According to Kouji Morimoto’s Beyond paranormal phenomena such as haunted houses are the result of a programming glitchs in the Matrix. It reminds us of the deja vous moment in the first Matrix movie.

Beyond is one of the good animated short stories included in the film despite of the simple visuals and animation. Watching Yoko and her neighborhood children enjoying the side effects of this error will take one back to one’s own dreams of childhood bliss.

In the sixth animated film Program the viewer is led astray for a while as he finds himself amidst a samurai dual that displayed the capability of Kawajiri’s ability in producing a Japanese feel into the matrix’s more intricate plot.

“Machines are tools, they were made to be used, it is their nature,” with this line, the seventh film Matriculated is more into a moralistic approach towards the co-existence of man and machine.

Chung in his segment depicts a group of young individuals, who through a matrix based program specially designed for machines, convert sentinels to their side.

In a highly colorful animated feature filled with spectacularly designed characters and machines like Alexa, a young woman, who doubts the whole process and the runner (a Special sentinel), Matriculated tries to explains how sometimes even machines require love.

According to Kawajiri’s vision in the eighth Animatrix segment World Record “only the most exceptional of all people become aware of the matrix and know it exists.
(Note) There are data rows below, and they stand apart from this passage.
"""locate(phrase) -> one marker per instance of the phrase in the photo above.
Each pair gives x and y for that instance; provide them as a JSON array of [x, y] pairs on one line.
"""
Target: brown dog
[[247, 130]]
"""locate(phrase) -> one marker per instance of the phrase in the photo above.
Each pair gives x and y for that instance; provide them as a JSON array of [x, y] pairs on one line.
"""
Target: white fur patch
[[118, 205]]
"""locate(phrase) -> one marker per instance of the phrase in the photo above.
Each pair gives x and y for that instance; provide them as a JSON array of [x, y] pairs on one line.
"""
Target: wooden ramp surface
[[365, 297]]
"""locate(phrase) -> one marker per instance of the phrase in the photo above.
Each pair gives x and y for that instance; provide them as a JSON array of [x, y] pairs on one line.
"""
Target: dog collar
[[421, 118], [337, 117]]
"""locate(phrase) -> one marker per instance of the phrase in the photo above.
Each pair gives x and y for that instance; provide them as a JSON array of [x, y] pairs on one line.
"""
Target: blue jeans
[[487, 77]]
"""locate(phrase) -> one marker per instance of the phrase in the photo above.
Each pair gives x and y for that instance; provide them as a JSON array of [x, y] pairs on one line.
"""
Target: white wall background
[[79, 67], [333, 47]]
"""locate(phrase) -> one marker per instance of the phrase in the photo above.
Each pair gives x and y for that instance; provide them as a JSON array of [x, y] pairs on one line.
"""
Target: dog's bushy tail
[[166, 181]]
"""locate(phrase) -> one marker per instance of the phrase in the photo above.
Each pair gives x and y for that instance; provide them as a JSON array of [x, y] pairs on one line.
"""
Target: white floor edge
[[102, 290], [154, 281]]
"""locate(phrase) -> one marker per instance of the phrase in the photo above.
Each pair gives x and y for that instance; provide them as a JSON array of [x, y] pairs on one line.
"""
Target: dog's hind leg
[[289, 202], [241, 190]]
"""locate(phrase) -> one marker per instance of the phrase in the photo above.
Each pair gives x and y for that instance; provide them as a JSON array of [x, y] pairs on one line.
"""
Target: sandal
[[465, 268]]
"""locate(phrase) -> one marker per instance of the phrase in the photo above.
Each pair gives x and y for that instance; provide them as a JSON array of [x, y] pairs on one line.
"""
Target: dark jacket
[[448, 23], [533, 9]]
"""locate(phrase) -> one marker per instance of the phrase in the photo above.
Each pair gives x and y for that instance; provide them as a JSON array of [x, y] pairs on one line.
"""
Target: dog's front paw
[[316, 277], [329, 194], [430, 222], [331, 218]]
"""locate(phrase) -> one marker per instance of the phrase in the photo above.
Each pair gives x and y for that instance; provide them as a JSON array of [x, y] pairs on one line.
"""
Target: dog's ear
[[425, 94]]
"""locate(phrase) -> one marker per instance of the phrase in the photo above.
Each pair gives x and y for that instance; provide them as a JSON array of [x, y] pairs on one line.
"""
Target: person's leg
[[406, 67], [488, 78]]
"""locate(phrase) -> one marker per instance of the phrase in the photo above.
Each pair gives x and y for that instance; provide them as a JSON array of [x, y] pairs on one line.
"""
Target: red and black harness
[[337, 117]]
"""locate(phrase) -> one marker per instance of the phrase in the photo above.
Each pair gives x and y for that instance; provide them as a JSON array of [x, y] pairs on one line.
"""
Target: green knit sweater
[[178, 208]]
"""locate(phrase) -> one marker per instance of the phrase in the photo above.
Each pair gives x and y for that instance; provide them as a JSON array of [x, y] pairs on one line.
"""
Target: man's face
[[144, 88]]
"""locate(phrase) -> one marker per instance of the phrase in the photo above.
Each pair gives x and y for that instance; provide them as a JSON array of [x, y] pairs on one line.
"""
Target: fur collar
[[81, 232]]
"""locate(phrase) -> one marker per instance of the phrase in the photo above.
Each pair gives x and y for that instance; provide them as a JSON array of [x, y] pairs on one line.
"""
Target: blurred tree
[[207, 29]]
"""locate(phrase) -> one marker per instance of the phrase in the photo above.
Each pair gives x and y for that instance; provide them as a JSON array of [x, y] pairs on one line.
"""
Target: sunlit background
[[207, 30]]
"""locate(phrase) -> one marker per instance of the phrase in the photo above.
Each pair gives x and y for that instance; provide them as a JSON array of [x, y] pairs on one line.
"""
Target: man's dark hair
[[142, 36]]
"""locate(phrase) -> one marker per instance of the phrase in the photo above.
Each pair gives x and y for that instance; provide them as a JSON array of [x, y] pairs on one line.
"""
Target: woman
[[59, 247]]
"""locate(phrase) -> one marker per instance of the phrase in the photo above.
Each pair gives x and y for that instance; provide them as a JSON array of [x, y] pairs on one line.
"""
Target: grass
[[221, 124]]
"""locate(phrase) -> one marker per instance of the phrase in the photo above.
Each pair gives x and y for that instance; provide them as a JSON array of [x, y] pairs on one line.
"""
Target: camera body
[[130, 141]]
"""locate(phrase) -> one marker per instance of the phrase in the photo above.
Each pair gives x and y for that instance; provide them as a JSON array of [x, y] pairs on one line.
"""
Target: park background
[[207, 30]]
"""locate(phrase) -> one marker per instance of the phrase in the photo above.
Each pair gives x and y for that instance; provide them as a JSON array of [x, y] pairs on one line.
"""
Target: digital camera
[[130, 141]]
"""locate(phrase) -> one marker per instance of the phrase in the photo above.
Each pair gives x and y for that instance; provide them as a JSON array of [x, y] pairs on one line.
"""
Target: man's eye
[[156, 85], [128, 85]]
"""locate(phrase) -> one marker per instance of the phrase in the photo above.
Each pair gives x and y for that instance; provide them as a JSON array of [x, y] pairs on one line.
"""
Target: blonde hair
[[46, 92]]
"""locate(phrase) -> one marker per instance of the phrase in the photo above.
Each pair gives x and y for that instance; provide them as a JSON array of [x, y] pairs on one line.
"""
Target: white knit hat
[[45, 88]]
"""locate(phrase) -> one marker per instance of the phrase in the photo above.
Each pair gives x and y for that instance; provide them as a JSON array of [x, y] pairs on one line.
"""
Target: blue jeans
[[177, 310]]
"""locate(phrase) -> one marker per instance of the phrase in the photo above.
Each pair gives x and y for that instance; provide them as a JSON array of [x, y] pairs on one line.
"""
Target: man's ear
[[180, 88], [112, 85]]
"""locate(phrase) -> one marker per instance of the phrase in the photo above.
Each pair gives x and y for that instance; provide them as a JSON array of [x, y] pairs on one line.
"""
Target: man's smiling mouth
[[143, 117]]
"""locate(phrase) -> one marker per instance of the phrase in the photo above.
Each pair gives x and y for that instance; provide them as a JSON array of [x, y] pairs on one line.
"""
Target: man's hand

They of course must have a rare degree of sensitivity, intuition and a questioning nature.”

The symbolism of this film lies in man’s constant struggles in becoming special and achieving what others cannot, as we watch an athlete attempting to break free from the boundaries of the Matrix.

In the final film, Kid’s story, which is entirely based on the first part of the trilogy, both Kenau Reeves and Carrie-Ann Moss lend their voice talents to an animated Neo and Trinity bringing in the answers to a Kid’s question about life and reality: If dreaming is reality fictionalized then what is reality? In my opinion this question can only be answered after a well-led life, hopefully, and a good night’s sleep.